The Sunday Mail
AS the 2019 ICC-Cricket World Cup burst into life at the Oval in England on May 30, Zimbabwe’s Chevrons were regrouping at Harare Sports Club and still coming to grips with the disappointment of missing out at the global showcase.
It is the first time since 1983 that Zimbabwe will be missing an edition of the World Cup.
Instead of being in England, the Chevrons were going about their business in a centre wicket practice match at Harare Sports Club.
Such is the reality of their failure to make it to England for the 12th edition of the ICC-Cricket World Cup.
Zimbabwe will however, be active in Europe, firstly with a three One-Day game series in Netherlands between June 19-25 before touring Ireland for three ODIs and T20s from July 1-13.
The squad is in camp preparing for this European tour and head coach Lalchand Rajput, who didn’t directly feel the pain of missing out on the World Cup, has noticed hunger and focus on his boys.
According to the 57-year-old Indian coach, who replaced Heath Streak (fired after failing to qualify for the World Cup), watching the World Cup at home has ignited hunger in his charges and qualifying for the World T20 Cup in Australia next year can heal the wounds of the failed UK mission.
“This team has been there in all the Worlds Cups and this is the only time we aren’t there. That has really hurt all the players,” said Rajput.
“But the guys are working hard, you can see the effort.
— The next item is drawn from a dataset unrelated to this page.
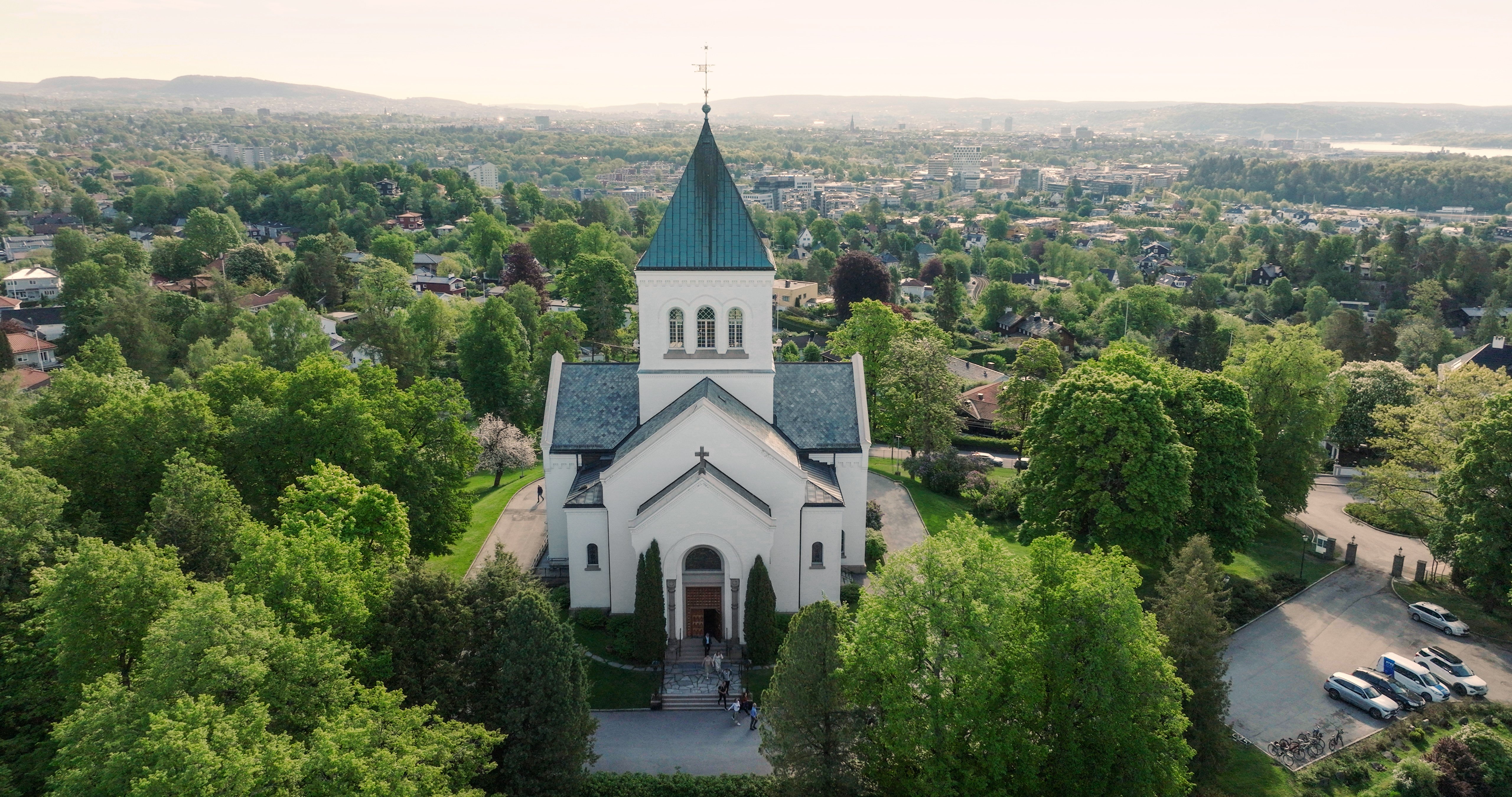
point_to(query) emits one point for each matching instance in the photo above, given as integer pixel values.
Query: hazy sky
(599, 52)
So it’s important we put the World T20 in mind, we have winning momentum leading up to the tournament,” Rajput said.
To make it Down Under for the WorldT20 Cup, Zimbabwe will have go through a qualifier set for October in the UAE, although there are unconfirmed reports that the tournament could be moved to Zimbabwe.
Being at home while the best 10 teams are entertaining the world has also come as a reminder to the Chevrons, that there is life outside the Oval boundary.
All-rounder Sikandar Raza admits the playing days will pass and life has to go on.
“I have been thinking life after cricket for a year now.
“There were a lot of things that changed, you know there were doubts over where we were going.
“So I have started thinking about it, hopefully we will have something by the time I hang up my boots,” Raza said.